Jennifer Eagan, “Safari.” This is still another story about adolescent children trying to come to terms with their father. In this case, the father had taken up with a much younger woman who is working on a Ph.D. program in anthropology at Berkeley. The adolescent daughter tries to break up the relationship. Oh, and by the way, they are on safari in Africa with some other people, one of which is a young man the young woman is inevitably drawn to. Oh, it’s all complicated. What holds it together is the anthropology student’s use of a structural schema to organize the needs of each of the characters and the structural relationships they create. For example, the daughter’s situation is described as “structural resentment,” while the father’s relationship with his younger bedmate is described as “structural incompatibility—all suggesting the way anthropologists study relationships among primitive peoples—which I guess basically everyone is.

Maggie Shipstead, “The Cowboy Tango.” Nothing pretentious about this story. Just a well told love story about a man named Glen Otterbausch, who hires a young woman named Sammy to work on his ranch and falls in love with her. But, alas, you know how love stories must be; she does not love him. She falls in love with his nephew who has recently got a divorce and comes to work on the ranch. But then the nephew leaves, for that’s how love stories are. Otterbausch tries to get revenge on Sammy, but ultimately loves her too much to do so. I am a sucker for a love story, so this one sucked me right in with its uncluttered style and heart-scalded cowboys and cowgirls. It ain’t Annie Proulx, but it will do.

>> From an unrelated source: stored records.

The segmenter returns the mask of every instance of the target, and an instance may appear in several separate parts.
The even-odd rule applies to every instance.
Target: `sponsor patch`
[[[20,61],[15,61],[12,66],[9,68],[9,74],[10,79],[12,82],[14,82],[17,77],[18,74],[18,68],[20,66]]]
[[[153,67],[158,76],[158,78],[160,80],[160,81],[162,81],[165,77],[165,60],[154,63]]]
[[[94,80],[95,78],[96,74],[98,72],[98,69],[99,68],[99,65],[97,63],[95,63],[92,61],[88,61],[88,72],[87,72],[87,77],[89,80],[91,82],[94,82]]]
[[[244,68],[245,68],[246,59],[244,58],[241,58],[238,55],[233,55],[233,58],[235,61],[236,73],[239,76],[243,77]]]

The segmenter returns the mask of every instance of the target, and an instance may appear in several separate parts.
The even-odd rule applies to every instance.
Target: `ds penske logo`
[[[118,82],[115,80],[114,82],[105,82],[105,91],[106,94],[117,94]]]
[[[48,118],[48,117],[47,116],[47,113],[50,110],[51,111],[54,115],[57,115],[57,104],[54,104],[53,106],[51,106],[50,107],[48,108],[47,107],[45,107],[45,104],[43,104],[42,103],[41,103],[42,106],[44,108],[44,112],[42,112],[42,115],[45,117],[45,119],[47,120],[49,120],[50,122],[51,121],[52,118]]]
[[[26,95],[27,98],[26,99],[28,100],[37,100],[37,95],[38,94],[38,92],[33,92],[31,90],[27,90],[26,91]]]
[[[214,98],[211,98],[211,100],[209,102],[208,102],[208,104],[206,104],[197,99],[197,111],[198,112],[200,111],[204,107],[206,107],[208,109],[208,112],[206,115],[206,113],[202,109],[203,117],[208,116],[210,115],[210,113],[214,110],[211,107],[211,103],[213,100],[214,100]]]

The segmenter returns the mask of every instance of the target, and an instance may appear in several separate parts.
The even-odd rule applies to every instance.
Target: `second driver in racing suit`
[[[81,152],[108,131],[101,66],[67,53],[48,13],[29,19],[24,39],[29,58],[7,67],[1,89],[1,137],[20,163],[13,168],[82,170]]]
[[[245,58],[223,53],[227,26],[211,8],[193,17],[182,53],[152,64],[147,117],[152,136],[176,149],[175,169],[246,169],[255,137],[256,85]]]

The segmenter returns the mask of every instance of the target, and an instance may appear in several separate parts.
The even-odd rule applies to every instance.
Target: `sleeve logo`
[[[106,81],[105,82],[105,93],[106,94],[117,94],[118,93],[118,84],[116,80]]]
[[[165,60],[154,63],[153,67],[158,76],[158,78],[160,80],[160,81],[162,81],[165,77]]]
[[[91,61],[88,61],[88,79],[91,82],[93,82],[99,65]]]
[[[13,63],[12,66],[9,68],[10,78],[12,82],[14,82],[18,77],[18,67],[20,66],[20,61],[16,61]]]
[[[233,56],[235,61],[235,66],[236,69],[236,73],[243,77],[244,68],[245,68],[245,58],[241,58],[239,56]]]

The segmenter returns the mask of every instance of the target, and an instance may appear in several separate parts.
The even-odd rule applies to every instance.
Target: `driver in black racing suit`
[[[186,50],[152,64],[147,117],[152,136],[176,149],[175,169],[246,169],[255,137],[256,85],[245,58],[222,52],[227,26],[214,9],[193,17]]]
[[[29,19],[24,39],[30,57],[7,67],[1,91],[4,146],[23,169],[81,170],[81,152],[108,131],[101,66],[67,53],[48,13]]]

I have been buying my annual copy of Best American Short Stories and O. Henry Award Stories for many years now. Their multicolored paperback spines line up neatly on my bookshelves. I have most of the Pushcart Prize and New Stories from the South collections as well. I don’t always agree with the choices in these books, but they do help me keep up with the short story and introduce me to writers I am happy to discover.

1 comment:

  1. I think Russo meant that choosing just 20 was like torture, not that reading them all was like torture. I think it was interesting that he seemed to choose some longer pieces than I've seen in most recent Best Americans - maybe the novelist in him seeking a drawn-out experience? In any case, I just finished it too, and it wasn't my favorite, but I still enjoy them on my shelves too.